A South Sudanese official objected Monday after a U.S. NGO ranked the young nation as the world's most fragile state, saying the government has had some success as it works to end the conflict that got it onto the list in the first place.

"We are managing the crisis... we are coming out from a hole and our people are helped with services they need... And when you are somebody managing your crisis, you cannot be put in a category [with] those countries that have tried to and could not succeed," foreign affairs ministry spokesman Mawien Makol Arik said.

"We are succeeding,” in spite of having to overcome huge challenges, he added.

The authors of the list, compiled by the Fund for Peace, should have taken into consideration that fighting in South Sudan has brought development projects to a halt, Arik said.

“We unfortunately went into crisis that turned our country from a development path to a humanitarian management country," Arik said.

He said the international community has a role to play to help South Sudan get off the annual Fund for Peace list of fragile states.

"We can be a failed state if help does not come to us on time... We can be a failed state if the international community stands idly by to see South Sudan to go that path," he said.

South Sudan made its debut on the Fund for Peace's Fragile States Index in 2012, when it ranked fourth.

"The country’s independence (in 2011), while initially giving cause for celebration, is now giving only cause for concern as its politics and leadership grows increasingly fractious, and mass killings – especially targeting specific ethnic groups – gain momentum," the Fund for Peace said.

Trying to fix the state

Arik said the government is working hard to keep South Sudan from becoming a failed state.

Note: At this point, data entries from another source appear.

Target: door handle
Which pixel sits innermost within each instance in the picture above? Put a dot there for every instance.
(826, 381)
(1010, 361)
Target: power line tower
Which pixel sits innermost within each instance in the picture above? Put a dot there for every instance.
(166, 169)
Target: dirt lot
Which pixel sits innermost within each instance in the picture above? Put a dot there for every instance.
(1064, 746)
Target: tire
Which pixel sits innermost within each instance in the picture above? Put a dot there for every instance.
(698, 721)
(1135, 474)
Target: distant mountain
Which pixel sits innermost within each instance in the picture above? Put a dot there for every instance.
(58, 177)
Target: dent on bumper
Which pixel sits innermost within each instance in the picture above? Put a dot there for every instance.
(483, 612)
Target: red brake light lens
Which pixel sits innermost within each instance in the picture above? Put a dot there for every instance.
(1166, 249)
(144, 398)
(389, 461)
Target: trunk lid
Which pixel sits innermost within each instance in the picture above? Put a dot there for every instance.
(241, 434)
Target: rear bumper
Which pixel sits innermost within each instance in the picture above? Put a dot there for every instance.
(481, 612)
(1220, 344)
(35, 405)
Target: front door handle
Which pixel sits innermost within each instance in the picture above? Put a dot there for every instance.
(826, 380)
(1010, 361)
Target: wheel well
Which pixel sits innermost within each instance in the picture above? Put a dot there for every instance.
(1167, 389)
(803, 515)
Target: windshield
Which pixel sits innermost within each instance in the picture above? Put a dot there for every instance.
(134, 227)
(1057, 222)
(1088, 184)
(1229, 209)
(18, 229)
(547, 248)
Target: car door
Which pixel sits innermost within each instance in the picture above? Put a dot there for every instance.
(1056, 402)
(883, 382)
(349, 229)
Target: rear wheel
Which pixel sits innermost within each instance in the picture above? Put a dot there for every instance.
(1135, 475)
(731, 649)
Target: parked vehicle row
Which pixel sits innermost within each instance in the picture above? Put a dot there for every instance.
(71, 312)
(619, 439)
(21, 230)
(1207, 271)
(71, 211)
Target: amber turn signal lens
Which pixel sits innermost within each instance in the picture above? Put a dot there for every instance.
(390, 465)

President Salva Kiir’s government is doing all it can to ensure a deal is reached very soon to end the fighting that began in December, he said.

The fact that IGAD, the regional bloc mediating peace talks in Addis Ababa, adjourned the negotiations last week after the opposition failed to show up, has not helped, but Arik insisted that, in contrast to other countries on the list, progress is being made in South Sudan.

“After a month, we came and said, 'Now let us find a solution.' It has never happened in Somalia, it has never happened in places like Central African Republic, even in DRC.

"It took them years before they thought about a solution. That is why we cannot be compared with these other countries. It is only five months since the crisis occurred and we are pursuing peace,” he said.

No official death toll has been released for the conflict in South Sudan, but the U.N has estimated that at least 10,000 people have been killed. Some U.N. officials say they fear the number is much higher than that.

Recent U.N. reports also show that 1.5 million people have been displaced, and the international community has warned that disease is crippling the country, already weakened by conflict, and famine is looming.